„Mögen hätt ich schon wollen, aber dürfen hab ich mich nicht getraut.“ Vielleicht kennen Sie es, das Zitat des Wort-Künstlers Karl Valentin. Er treibt es mit den Umschreibungswörtern (Modalverben im Fachbegriff) „hätte“, „wollen“, „mögen“ und „dürfen“ wirklich auf die Spitze.

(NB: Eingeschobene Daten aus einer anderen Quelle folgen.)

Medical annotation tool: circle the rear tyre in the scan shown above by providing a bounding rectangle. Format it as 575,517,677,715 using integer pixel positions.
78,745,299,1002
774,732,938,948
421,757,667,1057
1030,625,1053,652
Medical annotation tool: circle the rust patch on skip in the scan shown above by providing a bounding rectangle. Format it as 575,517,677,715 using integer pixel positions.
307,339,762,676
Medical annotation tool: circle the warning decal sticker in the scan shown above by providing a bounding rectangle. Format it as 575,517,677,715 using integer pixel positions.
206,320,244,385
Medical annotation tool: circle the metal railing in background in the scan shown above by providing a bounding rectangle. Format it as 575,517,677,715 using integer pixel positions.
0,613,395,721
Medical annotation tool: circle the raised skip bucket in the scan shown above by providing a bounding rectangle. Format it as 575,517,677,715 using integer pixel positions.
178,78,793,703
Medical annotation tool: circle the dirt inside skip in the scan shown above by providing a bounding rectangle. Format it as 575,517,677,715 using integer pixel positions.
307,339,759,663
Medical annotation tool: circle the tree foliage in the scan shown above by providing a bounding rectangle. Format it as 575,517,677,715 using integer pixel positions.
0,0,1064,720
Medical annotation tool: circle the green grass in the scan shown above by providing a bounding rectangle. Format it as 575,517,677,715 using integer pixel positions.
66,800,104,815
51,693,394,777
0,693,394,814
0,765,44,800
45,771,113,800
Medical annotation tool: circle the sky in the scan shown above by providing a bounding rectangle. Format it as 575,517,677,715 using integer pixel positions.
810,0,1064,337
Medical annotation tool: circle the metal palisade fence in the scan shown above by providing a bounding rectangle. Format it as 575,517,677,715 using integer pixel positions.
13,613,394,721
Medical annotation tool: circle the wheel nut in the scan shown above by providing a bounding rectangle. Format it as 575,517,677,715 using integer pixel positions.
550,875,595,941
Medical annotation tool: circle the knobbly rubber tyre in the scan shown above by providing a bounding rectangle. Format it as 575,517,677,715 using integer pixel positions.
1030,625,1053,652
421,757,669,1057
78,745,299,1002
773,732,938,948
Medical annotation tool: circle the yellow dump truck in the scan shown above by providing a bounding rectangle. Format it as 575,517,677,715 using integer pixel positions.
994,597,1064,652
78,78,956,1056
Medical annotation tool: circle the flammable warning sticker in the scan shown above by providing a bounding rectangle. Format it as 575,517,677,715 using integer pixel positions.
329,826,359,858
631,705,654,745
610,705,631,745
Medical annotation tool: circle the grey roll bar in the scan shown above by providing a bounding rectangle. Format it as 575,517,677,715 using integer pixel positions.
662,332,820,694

Aber geht es uns nicht auch manchmal so? Fragen wir im Bus nicht auch oft abschwächend: „Würden Sie mich bitte vorbeilassen?“ Von der Sprechstundenhilfe so manches Mal gehört: „Sie dürfen dann noch im Wartezimmer Platz nehmen.“ Und am Telefon sagt uns die Dame, die uns weiterhelfen soll: „Da könnte ich höchstens mal meinen Kollegen fragen.“
Können Sie das nur tun oder tun Sie es auch?
Abschwächungen und Umschreibungen, wohin man auch hört. Das ist höflich, spiegelt aber auch eine Unbestimmtheit vor, die gar nicht gegeben ist. Warum sagen wir nicht einfach „Bitte lassen Sie mich vorbei“, „Gehen Sie bitte erst einmal noch ins Wartezimmer“ oder „Ich mache mich bei meinem Kollegen schlau und melde mich dann wieder bei Ihnen“? In Geschäftsbriefen und geschäftlichen E-Mails gilt: Vermeiden Sie Höflichkeitsumschreibungen oder Konjunktive, wo klare Worte wichtig sind.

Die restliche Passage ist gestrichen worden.